What is the Income Tax Act, 1961?
The Income Tax Act, 1961 is the law governing income tax in India. It outlines the procedures for the assessment and collection of income tax, and sets out the rights and obligations of taxpayers.

What is Section 148A of the Income Tax Act?
Section 148A of the Income Tax Act was introduced in 2021 through the Finance Act, 2021. It empowers the income tax authorities to issue notices for reopening of income tax assessment cases beyond the normal time limit of 4 years, in certain specified cases.

When can the income tax authorities issue a notice under Section 148A?
The income tax authorities can issue a notice under Section 148A if they have reason to believe that the income chargeable to tax has escaped assessment due to the failure of the assessee to disclose fully and truly all material facts necessary for the assessment. The notice can be issued within 6 years from the end of the relevant assessment year.

What is the procedure for issuing a notice under Section 148A?
The Assessing Officer (AO) must obtain prior approval from the Principal Commissioner or Commissioner of Income Tax before issuing a notice under Section 148A. The notice must be issued within the time limit specified under the section, and must be served on the assessee.

Can a notice issued under Section 148A be challenged?
Yes, a notice issued under Section 148A can be challenged if it is not in compliance with the procedural requirements of the law.
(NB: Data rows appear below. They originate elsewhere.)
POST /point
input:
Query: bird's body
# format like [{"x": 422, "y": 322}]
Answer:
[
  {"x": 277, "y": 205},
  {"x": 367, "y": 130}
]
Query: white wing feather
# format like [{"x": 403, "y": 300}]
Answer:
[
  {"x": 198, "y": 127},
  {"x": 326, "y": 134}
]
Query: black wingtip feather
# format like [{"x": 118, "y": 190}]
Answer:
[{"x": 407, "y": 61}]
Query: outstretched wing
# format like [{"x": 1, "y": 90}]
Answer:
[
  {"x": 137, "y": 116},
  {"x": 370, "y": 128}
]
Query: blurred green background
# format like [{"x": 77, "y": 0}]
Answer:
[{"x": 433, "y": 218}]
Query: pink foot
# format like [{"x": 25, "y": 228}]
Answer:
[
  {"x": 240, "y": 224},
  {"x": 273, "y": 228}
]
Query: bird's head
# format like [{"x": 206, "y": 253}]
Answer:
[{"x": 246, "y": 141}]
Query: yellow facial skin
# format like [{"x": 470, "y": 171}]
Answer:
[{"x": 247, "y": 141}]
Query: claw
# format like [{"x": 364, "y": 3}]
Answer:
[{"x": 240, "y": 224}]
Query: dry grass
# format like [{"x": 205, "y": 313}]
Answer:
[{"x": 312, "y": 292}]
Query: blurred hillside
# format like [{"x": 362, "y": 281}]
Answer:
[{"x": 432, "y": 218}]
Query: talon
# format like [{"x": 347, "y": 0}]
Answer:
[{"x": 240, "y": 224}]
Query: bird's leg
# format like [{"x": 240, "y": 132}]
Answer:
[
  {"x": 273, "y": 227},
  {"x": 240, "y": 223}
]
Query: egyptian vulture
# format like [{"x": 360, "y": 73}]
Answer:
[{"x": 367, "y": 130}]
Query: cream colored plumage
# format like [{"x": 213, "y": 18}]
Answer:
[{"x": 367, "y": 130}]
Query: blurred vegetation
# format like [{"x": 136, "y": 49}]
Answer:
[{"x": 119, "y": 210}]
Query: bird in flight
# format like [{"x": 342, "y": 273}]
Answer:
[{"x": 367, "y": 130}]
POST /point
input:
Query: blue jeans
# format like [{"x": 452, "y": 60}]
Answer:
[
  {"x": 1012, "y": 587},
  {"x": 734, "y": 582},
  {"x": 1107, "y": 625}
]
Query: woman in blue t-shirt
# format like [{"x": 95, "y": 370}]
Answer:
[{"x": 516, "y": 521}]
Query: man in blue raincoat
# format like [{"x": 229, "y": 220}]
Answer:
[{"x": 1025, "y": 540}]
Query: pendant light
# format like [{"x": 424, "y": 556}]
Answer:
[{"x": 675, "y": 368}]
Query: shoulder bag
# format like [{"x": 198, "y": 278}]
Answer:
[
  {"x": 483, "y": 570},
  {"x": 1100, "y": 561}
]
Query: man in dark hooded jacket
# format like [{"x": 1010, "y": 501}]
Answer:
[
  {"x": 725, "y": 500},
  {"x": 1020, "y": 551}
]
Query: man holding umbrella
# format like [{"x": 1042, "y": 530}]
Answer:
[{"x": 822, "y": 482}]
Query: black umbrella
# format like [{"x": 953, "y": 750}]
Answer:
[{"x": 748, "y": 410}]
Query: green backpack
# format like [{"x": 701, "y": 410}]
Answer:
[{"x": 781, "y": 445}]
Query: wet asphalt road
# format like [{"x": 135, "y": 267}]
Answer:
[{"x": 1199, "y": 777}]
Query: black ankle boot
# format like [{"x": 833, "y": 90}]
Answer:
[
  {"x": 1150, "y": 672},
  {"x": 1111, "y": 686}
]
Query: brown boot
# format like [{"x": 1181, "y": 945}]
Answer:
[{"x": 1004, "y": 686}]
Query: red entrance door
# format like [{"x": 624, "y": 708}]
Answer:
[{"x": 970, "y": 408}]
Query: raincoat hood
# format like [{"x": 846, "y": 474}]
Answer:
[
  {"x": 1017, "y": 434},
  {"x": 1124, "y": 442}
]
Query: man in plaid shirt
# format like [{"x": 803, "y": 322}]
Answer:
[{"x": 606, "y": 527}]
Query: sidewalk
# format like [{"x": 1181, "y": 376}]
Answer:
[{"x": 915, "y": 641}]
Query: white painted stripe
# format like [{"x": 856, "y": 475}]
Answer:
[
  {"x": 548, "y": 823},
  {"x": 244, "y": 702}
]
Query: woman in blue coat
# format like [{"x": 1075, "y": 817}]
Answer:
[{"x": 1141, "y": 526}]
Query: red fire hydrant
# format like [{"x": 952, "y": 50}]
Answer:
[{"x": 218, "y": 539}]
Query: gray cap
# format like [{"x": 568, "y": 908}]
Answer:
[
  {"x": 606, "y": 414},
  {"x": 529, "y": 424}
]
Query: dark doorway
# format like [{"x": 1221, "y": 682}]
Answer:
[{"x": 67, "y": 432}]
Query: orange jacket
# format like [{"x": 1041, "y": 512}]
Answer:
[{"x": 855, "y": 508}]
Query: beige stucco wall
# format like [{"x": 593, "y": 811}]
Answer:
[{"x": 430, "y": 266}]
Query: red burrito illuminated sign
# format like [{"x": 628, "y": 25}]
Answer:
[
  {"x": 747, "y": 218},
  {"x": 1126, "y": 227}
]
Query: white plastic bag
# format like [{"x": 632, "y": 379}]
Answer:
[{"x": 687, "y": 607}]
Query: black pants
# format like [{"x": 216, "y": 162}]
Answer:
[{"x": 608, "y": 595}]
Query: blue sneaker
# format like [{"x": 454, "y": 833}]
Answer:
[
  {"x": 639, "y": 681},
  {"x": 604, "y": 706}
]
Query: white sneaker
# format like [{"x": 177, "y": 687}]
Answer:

The assessee can file a writ petition in the High Court or Supreme Court challenging the validity of the notice.

What are the penalties for non-compliance with a notice issued under Section 148A?
If an assessee fails to comply with a notice issued under Section 148A, the Assessing Officer may impose penalties under Section 271(1)(b) of the Income Tax Act. The penalty can range from 100% to 300% of the tax sought to be evaded.